Singer goes on to explain how these faith based groups do not merely supplement government relief efforts, but in many cases are the government relief effort. FEMA and state level emergency response agencies often play the role of simply coordinating the work of various private relief organizations. According to one official, “About 80% of the recovery effort happens because of private, non-profit groups, and the vast majority of these are Christian based.” Recently a photo of a chainsaw-wielding, habit-wearing nun (Sister Margaret Ann, principal of a Roman Catholic School in Miami) has gone viral. The media mostly treat this as a heart-warming oddity, but it seems, in many ways, she is the face of what actually happens in disaster relief.
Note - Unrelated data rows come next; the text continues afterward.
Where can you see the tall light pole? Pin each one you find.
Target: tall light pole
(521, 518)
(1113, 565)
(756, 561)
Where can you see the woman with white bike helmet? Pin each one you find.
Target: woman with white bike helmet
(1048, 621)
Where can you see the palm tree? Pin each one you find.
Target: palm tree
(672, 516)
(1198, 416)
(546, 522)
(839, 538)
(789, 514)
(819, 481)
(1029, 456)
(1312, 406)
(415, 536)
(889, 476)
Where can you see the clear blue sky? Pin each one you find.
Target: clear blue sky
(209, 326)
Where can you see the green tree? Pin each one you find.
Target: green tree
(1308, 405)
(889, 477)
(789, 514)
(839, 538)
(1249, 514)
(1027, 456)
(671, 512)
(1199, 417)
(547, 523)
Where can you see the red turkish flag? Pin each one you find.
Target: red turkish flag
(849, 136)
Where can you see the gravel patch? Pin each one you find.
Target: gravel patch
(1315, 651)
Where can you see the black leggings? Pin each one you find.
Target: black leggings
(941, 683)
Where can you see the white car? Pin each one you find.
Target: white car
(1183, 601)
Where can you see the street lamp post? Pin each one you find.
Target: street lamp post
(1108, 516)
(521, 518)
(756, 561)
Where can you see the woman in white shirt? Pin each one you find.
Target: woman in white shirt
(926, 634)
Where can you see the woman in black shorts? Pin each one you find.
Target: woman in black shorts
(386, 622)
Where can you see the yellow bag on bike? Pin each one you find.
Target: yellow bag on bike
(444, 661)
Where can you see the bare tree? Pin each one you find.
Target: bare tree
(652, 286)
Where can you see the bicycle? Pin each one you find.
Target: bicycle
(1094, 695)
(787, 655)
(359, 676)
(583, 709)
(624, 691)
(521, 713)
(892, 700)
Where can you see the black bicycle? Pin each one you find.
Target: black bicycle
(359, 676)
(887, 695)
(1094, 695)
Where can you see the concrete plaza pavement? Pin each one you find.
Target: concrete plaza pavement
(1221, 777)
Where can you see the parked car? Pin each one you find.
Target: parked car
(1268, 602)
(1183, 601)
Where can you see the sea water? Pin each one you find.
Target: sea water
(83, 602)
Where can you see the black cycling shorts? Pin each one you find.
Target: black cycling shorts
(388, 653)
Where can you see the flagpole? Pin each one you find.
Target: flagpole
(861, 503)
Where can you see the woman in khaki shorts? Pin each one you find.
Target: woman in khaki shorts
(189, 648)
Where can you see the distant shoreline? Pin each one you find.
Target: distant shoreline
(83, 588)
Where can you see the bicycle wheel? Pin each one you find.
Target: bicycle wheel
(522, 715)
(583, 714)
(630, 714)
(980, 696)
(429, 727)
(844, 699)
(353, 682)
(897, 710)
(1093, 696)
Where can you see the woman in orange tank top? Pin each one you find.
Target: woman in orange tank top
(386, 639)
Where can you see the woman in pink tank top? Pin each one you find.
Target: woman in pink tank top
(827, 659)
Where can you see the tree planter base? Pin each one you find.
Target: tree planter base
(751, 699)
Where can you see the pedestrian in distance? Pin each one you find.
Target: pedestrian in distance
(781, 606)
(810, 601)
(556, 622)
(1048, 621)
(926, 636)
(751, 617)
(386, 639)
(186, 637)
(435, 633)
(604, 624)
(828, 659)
Perhaps the stories of the generous contributions of faith based groups and individuals in hurricane relief will help dispel a couple of myths that have become pervasive in recent years. The first myth is that the positive contributions of churches and other faith based groups are not very significant in our society. One survey found that nearly half of Americans think “that the government could replace religious organizations and the charitable services they offer with no problems and nothing lost.” As John Stonestreet says, “To see just how wrong this is, we only need to look at South Texas and Florida.”
A second myth which should be dispelled is that having Christians and other religious people bringing their faith into the public sphere is somehow a negative thing. A couple of U.S. Senators recently expressed fear that a federal judicial nominee might allow her “religious dogma” (religious belief or teaching) to influence her perspective as a judge. We should note, however, that those sacrificing so much time, energy, and resources in hurricane relief efforts are often people whose (paraphrasing one Senator) “dogma lives loudly in them.” These are folks who believe deeply in God, and that human beings are made in His image. They are committed to Jesus’ summary of Christian dogma, that they should love God with their entire being and love their neighbors as themselves. Some would prefer that religious beliefs were kept private, spoken out loud only in churches or other religious settings. If that would happen, however, the road to recovery in places like south Texas and Florida would take much longer. All Americans should be grateful for people who allow their faith to influence not just what they do in church each week, but how they live their lives each and every day.